Ser ou não ser? Eis a questão levantada por Hamlet no famoso monólogo shakespeareano. Tal indagação labiríntica exigiu dos homens que fritassem muitos ovos para dar conta de tão intricado omelete. Sim, porque onde tem ovo tem mistério e cabelo em pé.
Rota ou rotina? A rota é caminho a ser cumprido. É ter que sair para enfrentar todas as pedras, correr todos os riscos, e, no final, pode-se ganhar ou perder. Milimetricamente traçada, a rota tem que ser benzida, no seu devido espaço medida, desenhada com régua, esquadro e compasso, nada pode sobrar ou faltar. E, depois de tanto investimento e de muito planejar, nada garantido está. Sim, porque o tiro tem mania de sair pela culatra e a vaca continua indo pro brejo se afundar. Nesse zero a zero, é contar com a sorte e torcer para a bola entrar.

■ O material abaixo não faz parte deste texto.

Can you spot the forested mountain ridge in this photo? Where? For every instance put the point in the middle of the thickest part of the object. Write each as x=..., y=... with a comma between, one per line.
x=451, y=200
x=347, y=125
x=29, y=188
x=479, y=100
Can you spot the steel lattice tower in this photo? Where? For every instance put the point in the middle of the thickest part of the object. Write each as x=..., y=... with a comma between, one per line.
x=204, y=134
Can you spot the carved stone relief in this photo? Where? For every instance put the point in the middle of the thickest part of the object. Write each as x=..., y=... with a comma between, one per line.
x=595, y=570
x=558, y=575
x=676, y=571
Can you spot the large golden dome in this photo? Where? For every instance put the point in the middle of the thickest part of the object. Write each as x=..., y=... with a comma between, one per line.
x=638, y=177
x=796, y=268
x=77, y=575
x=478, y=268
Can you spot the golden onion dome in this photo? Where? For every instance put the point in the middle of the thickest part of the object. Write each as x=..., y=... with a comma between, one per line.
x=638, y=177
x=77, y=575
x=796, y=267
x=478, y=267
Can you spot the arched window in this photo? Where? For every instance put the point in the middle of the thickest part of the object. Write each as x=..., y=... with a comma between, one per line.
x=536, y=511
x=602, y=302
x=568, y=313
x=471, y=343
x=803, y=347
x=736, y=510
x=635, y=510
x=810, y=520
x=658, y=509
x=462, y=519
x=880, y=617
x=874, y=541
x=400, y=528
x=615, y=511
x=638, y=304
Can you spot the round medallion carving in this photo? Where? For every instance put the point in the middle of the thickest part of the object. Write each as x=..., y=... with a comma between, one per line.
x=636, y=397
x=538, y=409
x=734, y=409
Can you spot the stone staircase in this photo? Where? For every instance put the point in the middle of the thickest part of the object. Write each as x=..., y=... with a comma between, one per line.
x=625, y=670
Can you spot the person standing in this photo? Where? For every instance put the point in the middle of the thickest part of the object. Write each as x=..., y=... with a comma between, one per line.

Agora, a rotina é uma opção diferente. Rotina é roda. Basta deixar a vida rodar. Besteira viver se exibindo, se estressando, competindo numa ansiedade maluca de tudo conquistar. Besteira viver com a cara escancarada de tanto selfiar. Melhor do que toda essa casca enganosa e perigosa é boteco com roda de samba, com os quadris estonteantes da morena desafiando o pandeiro, o surdo, o cavaquinho e o tamborim. Nessa hora, a gente não pode esquecer do Vandré: quem sabe faz a hora não espera o boteco fechar. Com outras palavras, disse a mesma coisa o filósofo Zeca Pagodinho: "deixa a vida me levar, vida leva eu, se a coisa não sai do jeito que eu quero, também não me desespero, o negócio é deixar rolar. " Nesse samba, rolaria bem, como refrão, os versos do genial Leminski: "Com o destino não discuto o que pintar eu assino". Adianta com a sina discutir? Não adianta nem atrasa, tempo perdido.
Por tudo isso, vou me balançando na rede da rotina, desperdiçando minhas retinas, bebendo cachacinha, fumando minha palhinha, esperando a morena - aquela mesma da roda de samba - chegar. Ela está bem atrasada, mas me prometeu, jurando nos dedos, que virá me morenar. Nessa rede, sim, vou me enredar.